It’s the birthday of Spanish poet and playwright Federico García Lorca (1898) (books by this author), born in Fuente Vaqueros, in the province of Granada. His father was a successful farmer, and his mother was a gifted pianist. García Lorca published his first book, Impressions and Landscapes, in 1918, and then moved to Madrid the following year, enrolling in the Residencia de Estudiantes (Student Residence), a cultural center that provided a stimulating, dynamic, and progressive environment for university students. It was at the Residencia that García Lorca met and befriended a group of artists, including composer Manuel de Falla, filmmaker Luis Buñuel, and painter Salvador Dalí; he also became interested in Surrealism and the avant-garde. During the 1920s, he wrote and staged a couple of plays; the first (The Butterfly’s Evil Spell ) was laughed off the stage, and the second (Mariana Pineda ) received mixed reviews. He also collected folk songs and wrote a great deal of poetry; much of it — like Poem of the Deep Song, published in 1931, and Gypsy Ballads, 1928 — inspired by Andalusian or gypsy culture and music.

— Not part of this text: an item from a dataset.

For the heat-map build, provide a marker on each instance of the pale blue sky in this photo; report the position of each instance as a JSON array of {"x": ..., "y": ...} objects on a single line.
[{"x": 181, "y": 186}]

He also had an intense relationship with Salvador Dalí from 1925 to 1928, which forced him to acknowledge his homosexuality. He became a national celebrity upon the publication of Gypsy Ballads, and was distressed at the loss of privacy this caused; he chafed at the conflict between his public persona and his private self. He grew depressed, and a falling out with Dalí and the end of another love affair with a sculptor only made things worse. In 1929, his family arranged for him to take an extended trip to the United States. It was in New York that he began to break out of his pigeonhole as a “gypsy poet.” He wrote A Poet in New York (published posthumously in 1942), a collection that was critical of capitalism and obsessed with urban decay and social injustice.

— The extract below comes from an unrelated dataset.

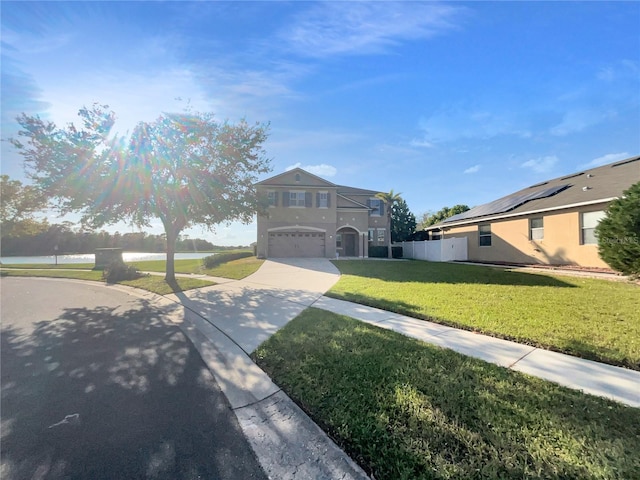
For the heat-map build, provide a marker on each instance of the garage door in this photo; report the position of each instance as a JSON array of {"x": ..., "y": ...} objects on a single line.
[{"x": 296, "y": 244}]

He turned back to drama when he returned to Spain in 1930. He wrote and premiered the first two plays in his Rural Trilogy: Blood Wedding (1933) and Yerma (1934), and completed the first draft of the third, The House of Bernarda Alba (1945).
In 1936, the Spanish Civil War broke out, and the Nationalists didn’t look favorably on his work or his liberal views. They dragged him from his home on August 16 and imprisoned him without a trial; two or three days later, they drove him to a hill outside of town and shot him. His body was never found.